Here is a first tensor test.

nvidia@jetson-0423418009922:/opt/ssd500/installation$ python3 testTensorflow.py
2018-09-22 19:23:40.420202: I tensorflow/stream_executor/cuda/cuda_gpu_executor.cc:864] ARM64 does not support NUMA - returning NUMA node zero
2018-09-22 19:23:40.420432: I tensorflow/core/common_runtime/gpu/gpu_device.cc:1405] Found device 0 with properties:
name: Xavier major: 7 minor: 2 memoryClockRate(GHz): 1.5
pciBusID: 0000:00:00.0
totalMemory: 15.46GiB freeMemory: 11.19GiB
2018-09-22 19:23:40.420552: I tensorflow/core/common_runtime/gpu/gpu_device.cc:1484] Adding visible gpu devices: 0
2018-09-22 19:23:41.254301: I tensorflow/core/common_runtime/gpu/gpu_device.cc:965] Device interconnect StreamExecutor with strength 1 edge matrix:
2018-09-22 19:23:41.254481: I tensorflow/core/common_runtime/gpu/gpu_device.cc:971] 0
2018-09-22 19:23:41.254525: I tensorflow/core/common_runtime/gpu/gpu_device.cc:984] 0: N
2018-09-22 19:23:41.254826: I tensorflow/core/common_runtime/gpu/gpu_device.cc:1097] Created TensorFlow device (/job:localhost/replica:0/task:0/device:GPU:0 with 4748 MB memory) → physical GPU (device: 0, name: Xavier, pci bus id: 0000:00:00.0, compute capability: 7.2)

Ran 2 tests in 1.945s

I am noticing an error when training. I am using a VGGNet model implemented in Keras training the CIFAR-10 dataset. I’m training for 40 epochs. It’s about 50/50 whether the training completes. I haven’t isolated this yet to v1.10 of Tensorflow. The error I am getting is: tensorflow.python.framework.errors_impl.InvalidArgumentError: Input to reshape is a tensor with ‘XX’ values, but the requested shape has ‘XX’.

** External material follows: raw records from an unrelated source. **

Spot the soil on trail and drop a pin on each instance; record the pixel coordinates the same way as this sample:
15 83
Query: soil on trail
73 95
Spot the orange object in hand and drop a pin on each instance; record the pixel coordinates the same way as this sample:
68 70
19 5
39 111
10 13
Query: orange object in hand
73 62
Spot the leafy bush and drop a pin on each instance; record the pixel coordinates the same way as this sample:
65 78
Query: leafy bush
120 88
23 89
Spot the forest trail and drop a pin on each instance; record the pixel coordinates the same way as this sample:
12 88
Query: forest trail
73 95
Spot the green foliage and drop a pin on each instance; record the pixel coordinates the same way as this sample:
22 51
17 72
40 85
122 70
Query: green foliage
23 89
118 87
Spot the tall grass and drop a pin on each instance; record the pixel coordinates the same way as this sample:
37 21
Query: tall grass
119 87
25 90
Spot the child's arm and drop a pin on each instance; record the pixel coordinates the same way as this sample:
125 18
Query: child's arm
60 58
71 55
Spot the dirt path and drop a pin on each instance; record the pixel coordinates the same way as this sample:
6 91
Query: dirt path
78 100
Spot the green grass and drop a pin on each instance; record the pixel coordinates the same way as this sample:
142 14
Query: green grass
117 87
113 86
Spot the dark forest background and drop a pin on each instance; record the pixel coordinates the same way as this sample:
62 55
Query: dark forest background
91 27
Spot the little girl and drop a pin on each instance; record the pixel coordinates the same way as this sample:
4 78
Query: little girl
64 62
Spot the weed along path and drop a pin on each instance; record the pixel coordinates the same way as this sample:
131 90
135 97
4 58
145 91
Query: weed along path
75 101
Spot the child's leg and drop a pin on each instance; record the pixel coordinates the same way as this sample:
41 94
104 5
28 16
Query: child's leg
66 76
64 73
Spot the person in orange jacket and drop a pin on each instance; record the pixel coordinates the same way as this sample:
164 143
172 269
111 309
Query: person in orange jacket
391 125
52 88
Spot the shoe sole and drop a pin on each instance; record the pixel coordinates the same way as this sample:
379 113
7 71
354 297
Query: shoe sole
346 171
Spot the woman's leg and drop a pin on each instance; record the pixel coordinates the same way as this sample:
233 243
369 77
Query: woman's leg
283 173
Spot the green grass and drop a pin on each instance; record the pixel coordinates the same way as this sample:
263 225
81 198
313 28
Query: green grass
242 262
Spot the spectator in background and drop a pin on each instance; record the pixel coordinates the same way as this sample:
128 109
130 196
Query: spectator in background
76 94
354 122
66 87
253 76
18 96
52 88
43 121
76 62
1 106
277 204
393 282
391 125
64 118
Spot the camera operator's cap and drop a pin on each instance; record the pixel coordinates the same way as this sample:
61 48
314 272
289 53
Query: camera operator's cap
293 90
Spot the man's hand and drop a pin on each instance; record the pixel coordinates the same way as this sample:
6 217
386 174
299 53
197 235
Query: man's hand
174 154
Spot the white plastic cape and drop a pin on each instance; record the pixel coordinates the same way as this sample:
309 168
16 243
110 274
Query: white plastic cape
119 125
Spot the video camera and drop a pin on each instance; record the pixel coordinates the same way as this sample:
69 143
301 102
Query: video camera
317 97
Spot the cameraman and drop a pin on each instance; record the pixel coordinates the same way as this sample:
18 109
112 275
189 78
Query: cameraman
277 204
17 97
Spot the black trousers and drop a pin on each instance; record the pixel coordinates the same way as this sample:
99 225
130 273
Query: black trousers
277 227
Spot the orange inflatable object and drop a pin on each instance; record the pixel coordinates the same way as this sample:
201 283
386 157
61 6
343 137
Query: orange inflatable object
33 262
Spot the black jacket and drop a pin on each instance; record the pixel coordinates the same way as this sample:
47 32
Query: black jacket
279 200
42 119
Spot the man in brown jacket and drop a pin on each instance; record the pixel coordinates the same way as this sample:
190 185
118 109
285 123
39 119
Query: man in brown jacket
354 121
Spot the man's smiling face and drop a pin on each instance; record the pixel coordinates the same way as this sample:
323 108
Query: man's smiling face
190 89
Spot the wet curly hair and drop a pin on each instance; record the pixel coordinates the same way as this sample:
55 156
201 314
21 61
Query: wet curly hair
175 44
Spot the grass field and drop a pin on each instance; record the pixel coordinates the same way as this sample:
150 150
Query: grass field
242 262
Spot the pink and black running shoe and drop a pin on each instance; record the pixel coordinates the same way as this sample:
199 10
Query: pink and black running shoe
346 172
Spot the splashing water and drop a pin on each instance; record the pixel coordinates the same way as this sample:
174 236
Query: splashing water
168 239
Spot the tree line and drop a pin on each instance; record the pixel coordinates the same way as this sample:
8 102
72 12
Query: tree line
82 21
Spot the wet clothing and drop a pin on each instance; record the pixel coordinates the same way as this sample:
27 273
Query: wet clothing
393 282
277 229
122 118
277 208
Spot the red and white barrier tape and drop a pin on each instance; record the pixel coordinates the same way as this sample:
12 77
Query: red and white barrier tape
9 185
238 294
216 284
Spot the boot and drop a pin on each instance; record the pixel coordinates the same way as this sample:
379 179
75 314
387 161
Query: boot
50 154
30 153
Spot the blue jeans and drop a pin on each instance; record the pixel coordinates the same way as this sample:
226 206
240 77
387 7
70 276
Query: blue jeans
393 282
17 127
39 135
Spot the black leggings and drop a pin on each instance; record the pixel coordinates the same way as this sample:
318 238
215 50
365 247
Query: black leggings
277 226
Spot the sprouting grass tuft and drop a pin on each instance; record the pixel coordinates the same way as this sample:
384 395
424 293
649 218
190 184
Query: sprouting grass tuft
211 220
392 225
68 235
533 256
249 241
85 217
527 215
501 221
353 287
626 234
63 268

The ‘XX’ differs each time. At times the training completes fine without error. I don’t have a reproducible scenario. The complete output is:

File “SB15.03_vggnet_mini_cifar10.py”, line 63, in
H = model.fit(trainX, trainY, validation_data=(testX, testY), batch_size=64, epochs=40, verbose=1)
File “/home/nvidia/.virtualenvs/dl4cv/lib/python3.6/site-packages/keras/engine/training.py”, line 1037, in fit
File “/home/nvidia/.virtualenvs/dl4cv/lib/python3.6/site-packages/keras/engine/training_arrays.py”, line 199, in fit_loop
outs = f(ins_batch)
File “/home/nvidia/.virtualenvs/dl4cv/lib/python3.6/site-packages/keras/backend/tensorflow_backend.py”, line 2666, in call
return self._call(inputs)
File “/home/nvidia/.virtualenvs/dl4cv/lib/python3.6/site-packages/keras/backend/tensorflow_backend.py”, line 2636, in _call
fetched = self._callable_fn(*array_vals)
File “/home/nvidia/.virtualenvs/dl4cv/lib/python3.6/site-packages/tensorflow/python/client/session.py”, line 1382, in call
File “/home/nvidia/.virtualenvs/dl4cv/lib/python3.6/site-packages/tensorflow/python/framework/errors_impl.py”, line 519, in exit
tensorflow.python.framework.errors_impl.InvalidArgumentError: Input to reshape is a tensor with 64 values, but the requested shape has 978017632868082584
[[Node: training/SGD/gradients/loss/activation_6_loss/Sum_1_grad/Reshape = Reshape[T=DT_FLOAT, Tshape=DT_INT32, _class=[“loc:@training/SGD/gradients/loss/activation_6_loss/Sum_1_grad/Tile”], _device=“/job:localhost/replica:0/task:0/device:GPU:0”](training/SGD/gradients/loss/activation_6_loss/Neg_grad/Neg, training/SGD/gradients/loss/activation_6_loss/Sum_1_grad/DynamicStitch/_83)]]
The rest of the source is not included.